According to a circular (PDF) released on Tuesday, August 26, 2025, all existing and newly deployed payment terminals must have native geolocation services enabled, with double-frequency GPS receivers for reliable geolocation service.

The move is part of the apex bank’s efforts to combat fraud in the country’s payments sector. The Nigeria Inter-Bank Settlement System (NIBSS) reported that fraud in the payments sector ballooned from ₦11.61 billion in 2020 to ₦52.26 billion in 2024. 

On one hand, this sharp increase reflects the significant leaps made in the digital payments industry. On the other hand, it highlights the growing vulnerabilities and challenges in securing these platforms.

The CBN has responded with initiatives such as the Nigeria Electronic Fraud Forum, mandating PoS agents to formalise operations, and a rumoured fraud flagging feature for POS terminals.

This week’s directive is yet another attempt to combat fraud in the industry, but the move reflects a disconnect from the realities of Nigeria’s payments landscape.

Geotagging 4.2 million terminals in 60 days

There are 8.5 million registered terminals and about 4.28 million active terminals in the country. To be ready for October 20th, when the CBN will begin compliance validation exercises, at least 77,000 terminals must be geotagged daily.

That’s a task that will require thousands of trained personnel, something industry experts say the CBN and the National Central Switch lack. 

It’s not yet clear if the CBN has made plans to train personnel for this task or if it plans to saddle operators with the responsibility, but either option eats into the timeline already set. But assuming the CBN somehow manages to secure trained personnel for this task, there’s still the problem of the infrastructure needed to geotag the terminals. 

“There are tonnes of devices, and each one needs a slightly different type of software. Even for the same device, different PTSPs will have different software. Work out the timing; it’s madness,” one expert noted. 

Geotagging a POS terminal typically requires an embedded GPS receiver. While many newer models come equipped with this functionality, older terminals often lack built-in GPS and will require alternative solutions to enable geotagging. 

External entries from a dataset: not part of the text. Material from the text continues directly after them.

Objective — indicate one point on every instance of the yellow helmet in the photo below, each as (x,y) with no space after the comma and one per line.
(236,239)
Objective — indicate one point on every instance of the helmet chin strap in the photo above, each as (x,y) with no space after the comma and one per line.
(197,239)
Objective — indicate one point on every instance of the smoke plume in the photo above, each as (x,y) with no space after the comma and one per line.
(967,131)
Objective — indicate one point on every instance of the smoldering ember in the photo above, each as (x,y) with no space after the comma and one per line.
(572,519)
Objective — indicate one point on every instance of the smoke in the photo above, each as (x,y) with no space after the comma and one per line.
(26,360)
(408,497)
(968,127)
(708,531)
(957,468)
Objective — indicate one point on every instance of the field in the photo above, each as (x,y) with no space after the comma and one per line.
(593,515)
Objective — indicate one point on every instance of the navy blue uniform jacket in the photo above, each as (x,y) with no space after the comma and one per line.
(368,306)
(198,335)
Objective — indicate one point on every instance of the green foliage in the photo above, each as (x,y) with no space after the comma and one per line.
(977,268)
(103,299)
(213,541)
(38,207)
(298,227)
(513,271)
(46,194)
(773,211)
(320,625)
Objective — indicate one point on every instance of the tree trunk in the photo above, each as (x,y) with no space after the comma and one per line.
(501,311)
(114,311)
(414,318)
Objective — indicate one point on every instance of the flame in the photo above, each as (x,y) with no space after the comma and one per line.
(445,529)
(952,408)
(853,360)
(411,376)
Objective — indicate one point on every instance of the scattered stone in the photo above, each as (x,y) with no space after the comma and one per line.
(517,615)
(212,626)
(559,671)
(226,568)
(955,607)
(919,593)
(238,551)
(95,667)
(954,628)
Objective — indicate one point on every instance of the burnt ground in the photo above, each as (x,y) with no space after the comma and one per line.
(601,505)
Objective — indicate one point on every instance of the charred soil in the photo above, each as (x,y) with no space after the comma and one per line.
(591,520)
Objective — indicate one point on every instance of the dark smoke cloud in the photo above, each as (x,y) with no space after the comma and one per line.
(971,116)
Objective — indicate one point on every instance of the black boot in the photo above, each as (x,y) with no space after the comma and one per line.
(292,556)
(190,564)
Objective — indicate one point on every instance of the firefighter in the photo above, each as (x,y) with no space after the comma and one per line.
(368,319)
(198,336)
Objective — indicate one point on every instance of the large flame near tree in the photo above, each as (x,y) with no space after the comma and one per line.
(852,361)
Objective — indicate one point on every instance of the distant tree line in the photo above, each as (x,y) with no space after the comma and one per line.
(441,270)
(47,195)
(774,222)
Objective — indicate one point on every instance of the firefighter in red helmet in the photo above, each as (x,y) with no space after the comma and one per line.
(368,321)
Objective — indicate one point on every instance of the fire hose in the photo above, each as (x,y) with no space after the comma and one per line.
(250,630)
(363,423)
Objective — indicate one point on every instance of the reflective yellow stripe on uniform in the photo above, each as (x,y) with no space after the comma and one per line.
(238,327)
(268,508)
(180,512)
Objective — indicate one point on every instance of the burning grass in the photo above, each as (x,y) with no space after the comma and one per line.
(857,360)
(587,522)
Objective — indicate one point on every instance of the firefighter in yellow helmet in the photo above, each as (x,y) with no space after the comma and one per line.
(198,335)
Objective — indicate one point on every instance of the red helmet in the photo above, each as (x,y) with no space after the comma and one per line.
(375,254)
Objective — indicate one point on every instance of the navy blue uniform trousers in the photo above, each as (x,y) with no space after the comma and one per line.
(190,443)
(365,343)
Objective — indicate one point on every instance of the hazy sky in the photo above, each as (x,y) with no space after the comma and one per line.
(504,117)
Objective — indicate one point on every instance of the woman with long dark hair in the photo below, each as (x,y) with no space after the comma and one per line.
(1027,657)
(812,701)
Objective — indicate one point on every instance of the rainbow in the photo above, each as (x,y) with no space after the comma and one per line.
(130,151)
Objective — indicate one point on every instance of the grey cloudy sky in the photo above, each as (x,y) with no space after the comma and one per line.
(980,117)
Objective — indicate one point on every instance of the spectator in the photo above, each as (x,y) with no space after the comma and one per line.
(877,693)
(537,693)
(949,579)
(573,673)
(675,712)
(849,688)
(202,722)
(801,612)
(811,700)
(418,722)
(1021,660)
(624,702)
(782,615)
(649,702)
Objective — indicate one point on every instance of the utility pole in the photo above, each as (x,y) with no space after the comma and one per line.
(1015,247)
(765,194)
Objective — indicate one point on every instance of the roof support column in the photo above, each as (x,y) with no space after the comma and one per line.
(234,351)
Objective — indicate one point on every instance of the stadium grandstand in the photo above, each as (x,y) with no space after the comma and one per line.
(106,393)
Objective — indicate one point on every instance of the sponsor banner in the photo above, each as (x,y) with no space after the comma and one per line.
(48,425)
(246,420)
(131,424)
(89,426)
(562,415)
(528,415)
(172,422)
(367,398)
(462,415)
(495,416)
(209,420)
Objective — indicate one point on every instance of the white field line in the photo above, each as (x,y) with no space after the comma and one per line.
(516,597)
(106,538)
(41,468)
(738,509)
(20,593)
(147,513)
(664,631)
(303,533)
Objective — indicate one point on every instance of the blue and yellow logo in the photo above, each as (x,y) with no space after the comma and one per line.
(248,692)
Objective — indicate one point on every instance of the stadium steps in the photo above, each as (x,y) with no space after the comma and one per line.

Although the exact distribution of terminal types is unclear, it is likely that several thousand — potentially even hundreds of thousands — of legacy terminals will need modifications or external support before they can support geotagging. 

As a result, operators may need to import infrastructure. To do so, they would require access to foreign exchange and allocate a portion of their revenue. Some industry practitioners warn that this could further erode already thin profit margins and hurt the country’s financial inclusion push. 

Another consideration is the requirement for terminals to run at least Android version 10, which could contribute to delays in deployment timelines.

Beyond geotagging, the circular states that all merchant transactions must take place within ten metres of that location. 

While this may curb certain types of fraud and might even work for POS operators who primarily operate cash-in, cash-out services, this is impractical for larger businesses like supermarkets, especially considering GPS inaccuracies.

Even then, POS agents, many of whom do not operate from designated locations, will find their operations limited. 

Regulations must fit local realities

In October 2022, the CBN announced the redesign of the ₦200, ₦500, and ₦1,000 notes, releasing the new bills in December with a January 2023 deadline. Poor rollout management and pushback from some state governors delayed the deadline, causing severe cash shortages nationwide and slowing economic activity.

With POS agents and payments now central to everyday life in Nigeria, the apex bank risks a repeat of 2022. However, if there’s any lesson to be learned from that time, it must be that sweeping reforms without proper safeguards can wreak havoc on the economy.